The yell which Isaac raised at this unfeeling communication made the very vault to ring, and astounded the two Saracens so much that they let go their hold of the Jew. He availed himself of his enlargement to throw himself on the pavement and clasp the knees of Front-de-Bœuf.
“Take all that you have asked,” said he, “Sir Knight; take ten times more—reduce me to ruin and to beggary, if thou wilt,—nay, pierce me with thy poniard, broil me on that furnace; but spare my daughter, deliver her in safety and honour. As thou art born of woman, spare the honour of a helpless maiden. She is the image of my deceased Rachael—she is the last of six pledges of her love. Will you deprive a widowed husband of his sole remaining comfort? Will you reduce a father to wish that his only living child were laid beside her dead mother, in the tomb of our fathers?”
“I would,” said the Norman, somewhat relenting, “that I had known of this before. I thought your race had loved nothing save their money-bags.”
“Think not so vilely of us, Jews though we be,” said Isaac, eager to improve the moment of apparent sympathy; “the hunted fox, the tortured wild-cat loves its young—the despised and persecuted race of Abraham love their children!”
“Be it so,” said Front-de-Bœuf; “I will believe it in future, Isaac, for thy very sake. But it aids us not now; I cannot help what has happened, or what is to follow: my word is passed to my comrade in arms, nor would I break it for ten Jews and Jewesses to boot. Besides, why shouldst thou think evil is to come to the girl, even if she became Bois-Guilbert’s booty?”
“There will—there must!” exclaimed Isaac, wringing his hands in agony; “when did Templars breathe aught but cruelty to men and dishonour to women!”
“Dog of an infidel,” said Front-de-Bœuf, with sparkling eyes, and not sorry, perhaps, to seize a pretext for working himself into a passion, “blaspheme not the Holy Order of the Temple of Zion, but take thought instead to pay me the ransom thou hast promised, or woe betide thy Jewish throat!”

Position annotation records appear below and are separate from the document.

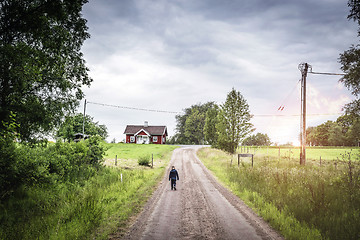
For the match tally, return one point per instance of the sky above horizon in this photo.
(168, 55)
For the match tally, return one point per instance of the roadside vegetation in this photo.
(64, 191)
(319, 202)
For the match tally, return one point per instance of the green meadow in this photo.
(95, 207)
(313, 154)
(301, 202)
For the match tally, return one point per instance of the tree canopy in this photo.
(258, 139)
(74, 124)
(190, 125)
(234, 122)
(42, 68)
(350, 63)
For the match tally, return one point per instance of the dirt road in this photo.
(200, 208)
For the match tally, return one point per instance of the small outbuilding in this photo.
(145, 134)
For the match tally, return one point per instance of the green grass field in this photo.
(94, 209)
(301, 202)
(312, 153)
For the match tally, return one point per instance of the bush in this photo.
(144, 160)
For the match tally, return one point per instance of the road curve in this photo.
(200, 208)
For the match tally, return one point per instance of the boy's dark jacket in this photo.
(173, 174)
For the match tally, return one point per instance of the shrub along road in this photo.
(200, 208)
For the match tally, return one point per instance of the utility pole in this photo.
(303, 67)
(84, 120)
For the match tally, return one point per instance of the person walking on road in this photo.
(173, 176)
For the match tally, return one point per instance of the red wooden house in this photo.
(145, 134)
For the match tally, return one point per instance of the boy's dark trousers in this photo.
(173, 184)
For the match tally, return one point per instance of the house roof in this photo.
(152, 130)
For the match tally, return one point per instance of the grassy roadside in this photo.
(92, 209)
(311, 201)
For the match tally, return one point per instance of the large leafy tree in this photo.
(234, 121)
(258, 139)
(74, 124)
(42, 68)
(190, 125)
(350, 61)
(211, 119)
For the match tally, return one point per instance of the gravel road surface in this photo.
(200, 208)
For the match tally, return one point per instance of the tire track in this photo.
(200, 209)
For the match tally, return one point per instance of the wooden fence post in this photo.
(279, 153)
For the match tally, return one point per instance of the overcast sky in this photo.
(170, 54)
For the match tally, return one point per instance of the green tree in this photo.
(211, 120)
(336, 135)
(258, 139)
(350, 63)
(194, 126)
(42, 68)
(234, 121)
(186, 133)
(74, 124)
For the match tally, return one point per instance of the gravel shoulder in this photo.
(201, 208)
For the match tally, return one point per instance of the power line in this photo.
(174, 112)
(296, 115)
(133, 108)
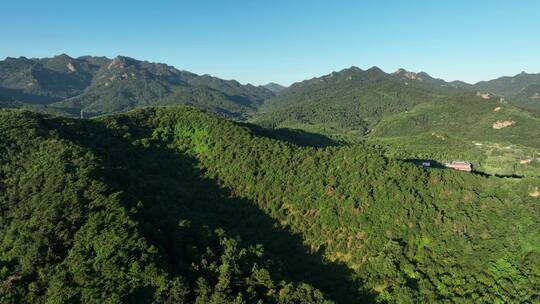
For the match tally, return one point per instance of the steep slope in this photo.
(509, 85)
(497, 136)
(521, 89)
(351, 100)
(198, 193)
(44, 80)
(99, 85)
(87, 216)
(274, 87)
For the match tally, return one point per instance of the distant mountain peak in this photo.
(410, 75)
(274, 87)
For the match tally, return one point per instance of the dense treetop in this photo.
(172, 204)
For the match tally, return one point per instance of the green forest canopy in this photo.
(172, 204)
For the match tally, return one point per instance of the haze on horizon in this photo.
(282, 42)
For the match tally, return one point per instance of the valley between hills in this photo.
(183, 188)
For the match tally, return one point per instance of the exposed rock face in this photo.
(500, 124)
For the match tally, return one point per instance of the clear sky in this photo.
(285, 41)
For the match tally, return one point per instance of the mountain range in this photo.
(99, 85)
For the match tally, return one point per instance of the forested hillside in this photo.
(198, 209)
(99, 85)
(522, 89)
(352, 100)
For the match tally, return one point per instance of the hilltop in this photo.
(100, 85)
(191, 207)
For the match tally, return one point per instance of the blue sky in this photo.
(259, 41)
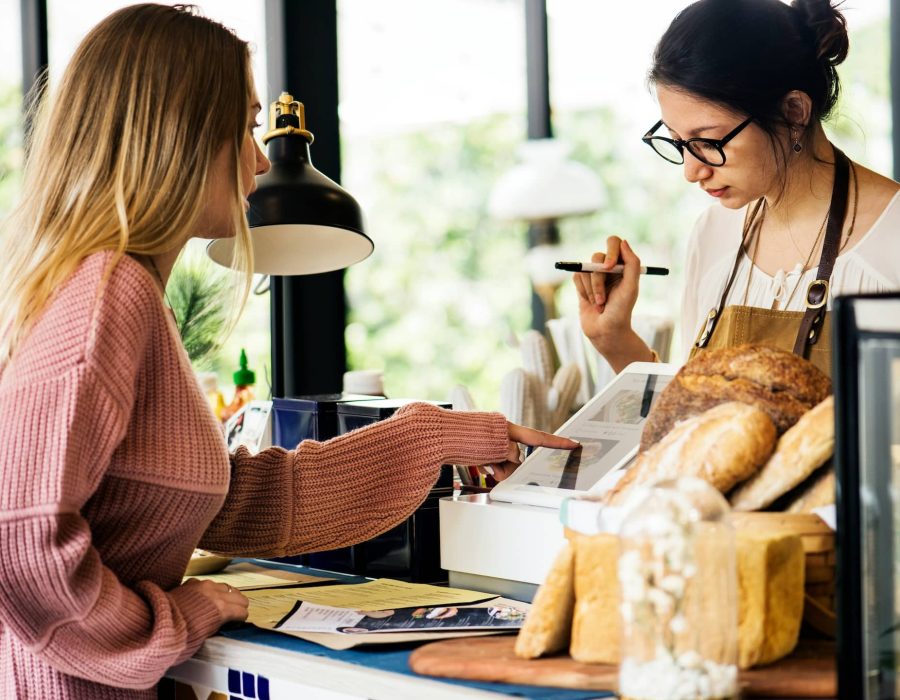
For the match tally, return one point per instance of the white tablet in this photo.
(609, 429)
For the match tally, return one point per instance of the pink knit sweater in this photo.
(112, 470)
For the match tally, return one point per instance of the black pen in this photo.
(614, 270)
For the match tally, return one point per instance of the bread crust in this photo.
(800, 451)
(778, 382)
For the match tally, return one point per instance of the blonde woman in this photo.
(112, 468)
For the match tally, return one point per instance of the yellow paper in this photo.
(246, 576)
(267, 607)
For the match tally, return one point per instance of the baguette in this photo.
(800, 451)
(723, 446)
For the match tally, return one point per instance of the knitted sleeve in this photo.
(56, 595)
(331, 494)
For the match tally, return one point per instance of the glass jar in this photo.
(678, 579)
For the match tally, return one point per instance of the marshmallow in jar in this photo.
(678, 578)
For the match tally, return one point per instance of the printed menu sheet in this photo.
(271, 608)
(309, 617)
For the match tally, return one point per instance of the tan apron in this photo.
(747, 324)
(806, 333)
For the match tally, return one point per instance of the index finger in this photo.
(538, 438)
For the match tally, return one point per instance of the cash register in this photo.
(504, 541)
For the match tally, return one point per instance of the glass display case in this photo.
(867, 463)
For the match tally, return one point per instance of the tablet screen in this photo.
(609, 429)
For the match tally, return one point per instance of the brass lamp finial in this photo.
(286, 106)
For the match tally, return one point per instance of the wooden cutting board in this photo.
(809, 672)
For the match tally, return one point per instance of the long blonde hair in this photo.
(119, 157)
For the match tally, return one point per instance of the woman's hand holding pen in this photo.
(519, 434)
(606, 302)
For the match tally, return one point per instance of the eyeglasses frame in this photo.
(682, 144)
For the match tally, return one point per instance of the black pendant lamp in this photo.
(302, 222)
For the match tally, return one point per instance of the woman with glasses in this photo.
(743, 88)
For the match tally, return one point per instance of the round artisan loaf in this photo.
(723, 446)
(800, 451)
(782, 384)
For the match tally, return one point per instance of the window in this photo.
(432, 109)
(10, 104)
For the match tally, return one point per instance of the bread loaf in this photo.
(549, 621)
(596, 627)
(723, 446)
(770, 595)
(800, 451)
(770, 566)
(778, 382)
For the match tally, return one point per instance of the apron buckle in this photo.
(707, 331)
(817, 294)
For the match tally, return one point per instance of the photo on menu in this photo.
(312, 617)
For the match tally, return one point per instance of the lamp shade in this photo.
(546, 184)
(301, 221)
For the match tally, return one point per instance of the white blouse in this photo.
(870, 266)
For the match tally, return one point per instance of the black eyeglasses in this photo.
(709, 151)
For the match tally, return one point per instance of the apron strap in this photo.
(817, 292)
(713, 317)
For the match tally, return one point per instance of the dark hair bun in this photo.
(828, 27)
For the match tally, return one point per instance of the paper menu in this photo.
(309, 617)
(246, 576)
(269, 606)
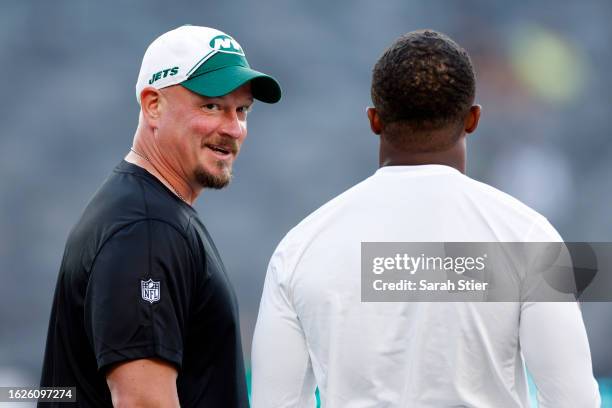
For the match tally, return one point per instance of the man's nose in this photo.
(232, 126)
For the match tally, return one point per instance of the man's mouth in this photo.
(221, 151)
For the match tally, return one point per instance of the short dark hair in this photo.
(423, 82)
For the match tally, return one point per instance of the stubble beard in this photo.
(216, 182)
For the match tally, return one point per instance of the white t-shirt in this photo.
(313, 330)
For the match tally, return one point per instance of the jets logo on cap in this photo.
(225, 43)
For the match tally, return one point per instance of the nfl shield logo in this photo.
(150, 290)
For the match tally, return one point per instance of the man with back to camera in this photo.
(144, 314)
(422, 354)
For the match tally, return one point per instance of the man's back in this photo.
(135, 234)
(407, 354)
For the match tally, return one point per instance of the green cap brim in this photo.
(225, 80)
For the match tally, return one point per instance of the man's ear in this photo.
(472, 118)
(150, 103)
(374, 119)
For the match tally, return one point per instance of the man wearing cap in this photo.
(413, 354)
(144, 313)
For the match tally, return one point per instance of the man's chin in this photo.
(214, 181)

“Robber and villain!” said the Jew, retorting the insults of his oppressor with passion, which, however impotent, he now found it impossible to bridle, “I will pay thee nothing—not one silver penny will I pay thee—unless my daughter is delivered to me in safety and honour!”
“Art thou in thy senses, Israelite?” said the Norman, sternly; “has thy flesh and blood a charm against heated iron and scalding oil?”